What makes this film distinctive is its lead character, Choi Ik-hyeon. He is unquestionably a bad guy. The corrupt villain has no qualms about telling lies and never hesitates to manipulate people and even betray his closest partner when necessary. But at the same time, he is a father of three kids. He feels no shame or guilt about what he is doing because he believes it is the only way to support his family.
This layered villain isn’t a typical character shown in many gangster films. Rather, the role of his young cousin is more fitting for a gangster movie, as the charismatic gang boss strictly follows his own rules and remains loyal to the very end. But this character seems like a supporting role in this movie. The film focuses more on the complex villain, whom the audiences can neither like nor hate. As described in the film as “bandal,” literally meaning “a half-gangster,” the baddie is neither an ordinary citizen nor a gang member. The film portrays how this awkward figure, kind of stuck in the middle, lived through the turbulent times.

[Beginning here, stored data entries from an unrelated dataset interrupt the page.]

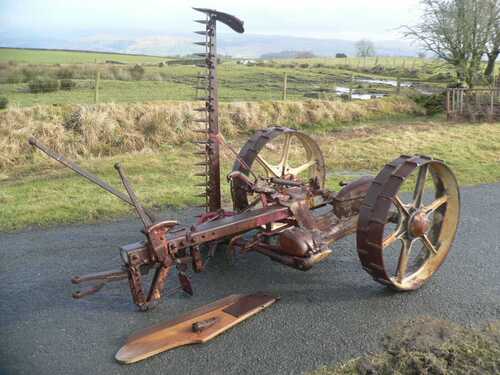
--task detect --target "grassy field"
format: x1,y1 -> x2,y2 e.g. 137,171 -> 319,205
0,48 -> 169,64
0,49 -> 452,108
0,49 -> 497,233
2,113 -> 500,232
311,317 -> 500,374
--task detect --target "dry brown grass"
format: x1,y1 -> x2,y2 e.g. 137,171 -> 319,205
0,97 -> 423,170
312,317 -> 500,375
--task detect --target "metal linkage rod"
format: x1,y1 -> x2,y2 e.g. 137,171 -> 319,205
115,163 -> 153,229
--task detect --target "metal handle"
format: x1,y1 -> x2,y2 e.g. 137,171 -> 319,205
115,163 -> 153,229
192,317 -> 219,332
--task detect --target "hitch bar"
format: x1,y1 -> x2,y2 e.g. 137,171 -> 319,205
71,269 -> 129,299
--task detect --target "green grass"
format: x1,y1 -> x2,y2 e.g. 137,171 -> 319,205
0,66 -> 429,107
0,53 -> 450,108
0,48 -> 168,64
1,80 -> 195,107
0,148 -> 201,230
2,119 -> 500,232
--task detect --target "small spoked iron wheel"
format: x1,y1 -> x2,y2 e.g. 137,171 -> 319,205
231,127 -> 326,211
357,155 -> 460,291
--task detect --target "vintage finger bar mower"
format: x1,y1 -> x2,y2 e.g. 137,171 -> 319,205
29,8 -> 461,311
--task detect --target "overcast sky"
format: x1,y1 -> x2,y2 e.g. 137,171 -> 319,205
1,0 -> 422,40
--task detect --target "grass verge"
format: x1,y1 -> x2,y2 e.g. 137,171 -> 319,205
1,119 -> 500,232
311,317 -> 500,375
0,97 -> 423,170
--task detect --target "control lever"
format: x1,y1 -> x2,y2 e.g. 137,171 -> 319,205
115,163 -> 153,229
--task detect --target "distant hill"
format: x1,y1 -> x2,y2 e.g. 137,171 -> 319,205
0,31 -> 418,58
260,51 -> 316,59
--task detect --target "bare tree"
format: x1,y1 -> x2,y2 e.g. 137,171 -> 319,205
355,39 -> 376,57
484,2 -> 500,82
404,0 -> 497,87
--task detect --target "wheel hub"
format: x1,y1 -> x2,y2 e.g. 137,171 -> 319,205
408,210 -> 430,238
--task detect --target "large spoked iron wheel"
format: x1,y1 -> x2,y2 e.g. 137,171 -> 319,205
231,127 -> 326,211
357,155 -> 460,291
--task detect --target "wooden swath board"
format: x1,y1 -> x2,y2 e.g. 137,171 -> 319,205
115,292 -> 278,364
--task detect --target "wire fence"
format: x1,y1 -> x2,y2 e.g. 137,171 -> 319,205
447,88 -> 500,122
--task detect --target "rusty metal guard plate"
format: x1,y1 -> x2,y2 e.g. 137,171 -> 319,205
115,293 -> 277,364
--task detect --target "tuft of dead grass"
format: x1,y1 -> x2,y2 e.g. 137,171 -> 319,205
312,317 -> 500,375
0,97 -> 423,170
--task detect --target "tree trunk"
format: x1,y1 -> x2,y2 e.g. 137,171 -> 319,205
485,51 -> 499,83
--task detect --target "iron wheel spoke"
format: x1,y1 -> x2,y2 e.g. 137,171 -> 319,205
421,234 -> 439,255
392,195 -> 411,216
396,239 -> 414,283
383,227 -> 406,248
255,155 -> 281,178
423,195 -> 448,214
278,133 -> 292,175
383,195 -> 410,248
287,159 -> 317,176
413,164 -> 429,208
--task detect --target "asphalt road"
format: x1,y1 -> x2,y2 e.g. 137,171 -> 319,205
1,184 -> 499,375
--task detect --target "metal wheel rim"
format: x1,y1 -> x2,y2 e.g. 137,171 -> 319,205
357,156 -> 460,291
231,127 -> 326,211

“Nameless Gangster” drew special attention even before it was released, as it stars big-name actors, such as Choi Min-sik who is famous for his role in the award-winning thriller “Oldboy” and Ha Jung-woo, who successfully performed the role of a brutal murderer in the 2008 suspense thriller “The Chaser.” Veteran actor Choi is said to have put on 10 kilograms for his role as the corrupt lobbyist in “Nameless Gangster” and Ha spent eight hours putting on fake body tattoos.
The movie leads the viewers to ponder whether and how the current Korean society has changed since the 1980s, when undesirable practices such as regionalism, school relations and kinship were very prevalent. A film critic says the film discloses another inconvenient truth of the previous generation—an unpleasant legacy that the next generation is reluctant to inherit.